@user30184 already gave the short answer in the comments here. For a longer answer, one needs to look to the Simple Feature Access - Part 1: Common Architecture | OGC standard.
The Well-known Text (WKT) representation in the Simple Feature Access (SFA) standard describes how to textually represent an instance of a geometry type, it doesn't define the geometry type itself. The geometry object model is defined earlier in the standard, and the question/issue you have with parentheses is more an outcome of the geometry object model than the WKT representation.
Starting with the geometry object model, 6.1.11 Polygon, Triangle states:
A Polygon is a planar Surface defined by 1 exterior boundary and 0 or
more interior boundaries. Each interior boundary defines a hole in the
Polygon.
...
The assertions for Polygons (the rules that define valid Polygons) are
as follows:
a) Polygons are topologically closed;
b) The boundary of a
Polygon consists of a set of LinearRings that make up its exterior and
interior boundaries;
And 6.1.7 LineString, Line, LinearRing states:
A LineString is a Curve with linear interpolation between Points. Each
consecutive pair of Points defines a Line segment.
A Line is a LineString with exactly 2 Points.
A LinearRing is a LineString that is both closed and simple
Moving down the standard to 7.2.2 BNF Productions for Two-Dimension Geometry WKT:
<linestring tagged text> ::= linestring <linestring text>
<polygon tagged text> ::= polygon <polygon text>
...
<linestring text> ::= <empty set> | <left paren>
<point>
{<comma> <point>}*
<right paren>
<polygon text> ::= <empty set> | <left paren>
<linestring text>
{<comma> <linestring text>}*
<right paren>
The WKT polygon "double parentheses" inconsistency is actually the opposite, it represents consistency with how WKT linestring is implemented.

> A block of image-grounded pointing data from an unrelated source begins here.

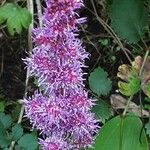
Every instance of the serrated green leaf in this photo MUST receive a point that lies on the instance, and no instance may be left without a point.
(6, 120)
(102, 111)
(147, 90)
(15, 16)
(128, 18)
(28, 142)
(17, 132)
(122, 134)
(4, 139)
(99, 82)
(130, 88)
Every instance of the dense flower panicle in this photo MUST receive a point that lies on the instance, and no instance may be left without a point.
(54, 143)
(62, 107)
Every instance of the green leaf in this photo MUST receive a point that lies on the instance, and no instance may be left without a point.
(130, 88)
(147, 127)
(6, 120)
(28, 142)
(147, 89)
(122, 134)
(128, 18)
(103, 42)
(17, 132)
(102, 111)
(15, 16)
(99, 82)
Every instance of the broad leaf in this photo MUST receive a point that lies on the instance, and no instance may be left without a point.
(99, 82)
(15, 16)
(6, 120)
(122, 134)
(131, 87)
(102, 111)
(4, 139)
(128, 18)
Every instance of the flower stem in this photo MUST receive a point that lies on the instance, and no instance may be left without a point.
(127, 106)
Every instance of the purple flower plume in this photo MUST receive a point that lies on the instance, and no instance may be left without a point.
(61, 110)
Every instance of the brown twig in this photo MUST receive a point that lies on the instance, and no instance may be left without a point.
(31, 9)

Just as a WKT linestring is bounded by a single set of parentheses when not empty, so is WKT polygon. The difference is that polygons are comprised of closed and simple linestrings while linestrings are comprised of points. The "extra" set of parentheses isn't coming from the WKT polygon but from the WKT linestrings that make up the WKT polygon.
(( {ring1} [),( {ring2}] ))
. Two starting parens is consistent, in that one pair is required for LINESTRING and two pair optional (for multipart), and POLYGON is two parens single, three parens multipart.